JAKARTA – Rapat Menteri ESDM Arifin Tasrif dan Komisi VII DPR RI memanas karena isu impor nikel. Rapat yang dipimpin oleh Ketua Komisi VII Sugeng Suparwoto itu sempat memanas lantaran dipicu persoalan nikel serta permasalahan birokrasi yang ada di Kementerian ESDM.
Awalnya, salah satu Anggota Komisi VII DPR RI Muhammad Nasir mengaku dirinya mendapatkan informasi soal impor nikel beberapa yang dirasanya janggal lantaran Indonesia merupakan penghasil nikel terbesar nomor 1 di dunia.

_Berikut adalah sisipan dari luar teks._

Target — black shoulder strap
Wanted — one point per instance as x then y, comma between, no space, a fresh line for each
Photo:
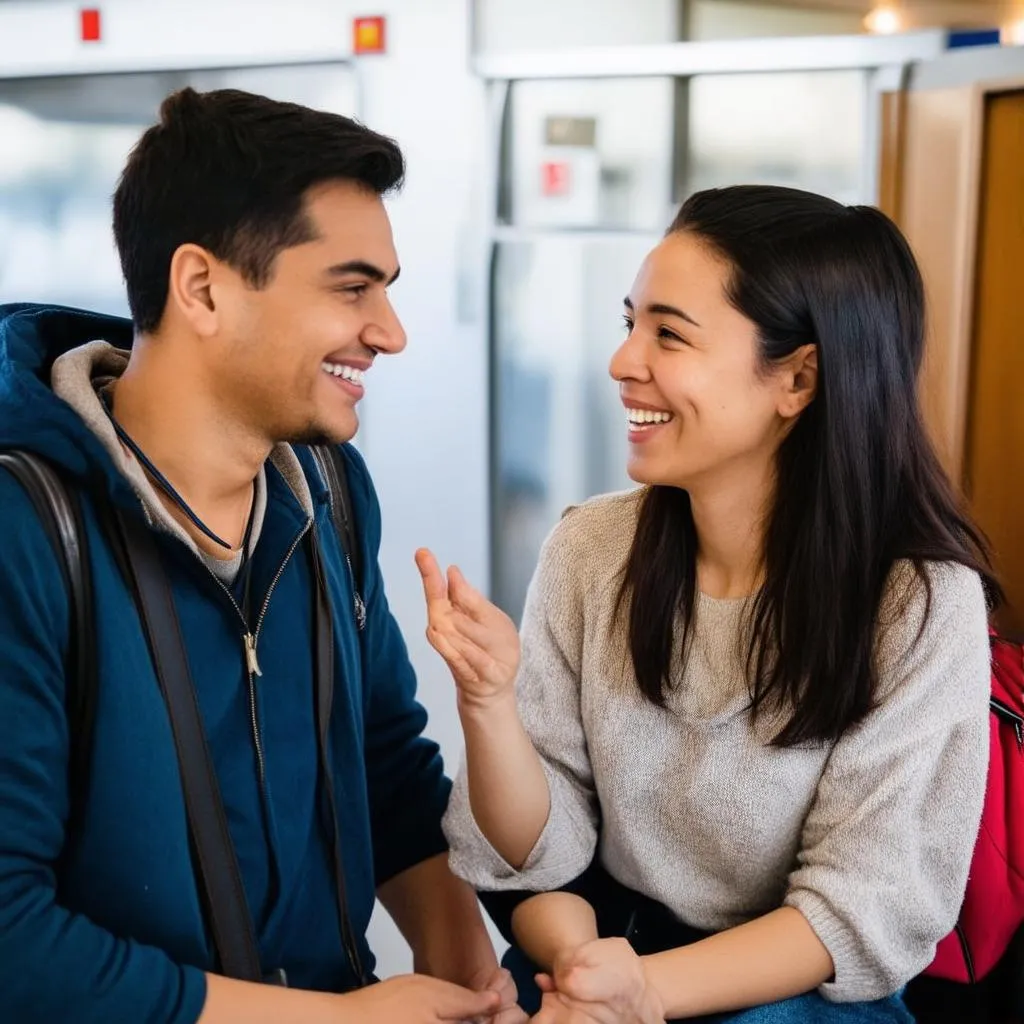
59,510
332,466
219,877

"Disampaikan di mana-mana bahwa penghasil nikel terbesar ini nomor 1 di dunia itu Indonesia. Hari ini kita mengimpor. Saya ingin interaktif, kendalanya seperti apa untuk birokrasi? Dalam perhatian sodara Menteri, kenapa sampai terjadi kita mengimpor nikel? Padahal konsesi kita cukup besar," tegasnya.
Nasir pun kemudian menyoroti kementerian yang malah mengeluarkan rencana kerja dan anggaran biaya (RKAB) perusahaan-perusahaan yang menurutnya tidak kredibel. Sebaliknya, lanjut Nasir, perusahaan yang memiliki kualitas dan kemampuan justru dipersulit oleh birokrasi.

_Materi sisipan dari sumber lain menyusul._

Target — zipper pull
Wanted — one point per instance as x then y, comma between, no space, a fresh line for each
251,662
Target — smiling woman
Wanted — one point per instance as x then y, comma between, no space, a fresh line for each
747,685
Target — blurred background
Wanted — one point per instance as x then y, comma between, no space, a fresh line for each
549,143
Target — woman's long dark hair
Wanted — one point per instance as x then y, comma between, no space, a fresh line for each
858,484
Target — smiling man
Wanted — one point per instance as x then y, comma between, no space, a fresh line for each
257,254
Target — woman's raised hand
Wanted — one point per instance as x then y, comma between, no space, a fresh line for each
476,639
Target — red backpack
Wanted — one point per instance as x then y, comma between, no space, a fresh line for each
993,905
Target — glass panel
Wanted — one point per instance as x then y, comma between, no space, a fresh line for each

"Malah saya dapat masukan bahwa perusahaan-perusahaan yang tidak kredibel malah RKAB nya dikeluarkan. Pengusaha-pengusaha yang punya kualitas dan kemampuan sampai hari ini dipersulit birokrasinya Pak Menteri," jelasnya.
Menanggapi hal itu, Arifin pun mengungkapkan bahwa berdasarkan penelusurannya dari pemberitaan soal impor nikel ini, ternyata perusahaan yang melakukan impor nikel tersebut merupakan perusahaan yang selama ini mengambil bahan baku dari Blok Mandiodo yang bermasalah.
"Jadi karena mereka harus berproses dan terkait dengan kontrak dengan offtaker di downstream-nya karena memang secara keseluruhan karena tidak boleh ekspor ore nikel ini, semua produsen tambang sudah terikat dengan offtaker smelter yang sedang berjalan," terangnya.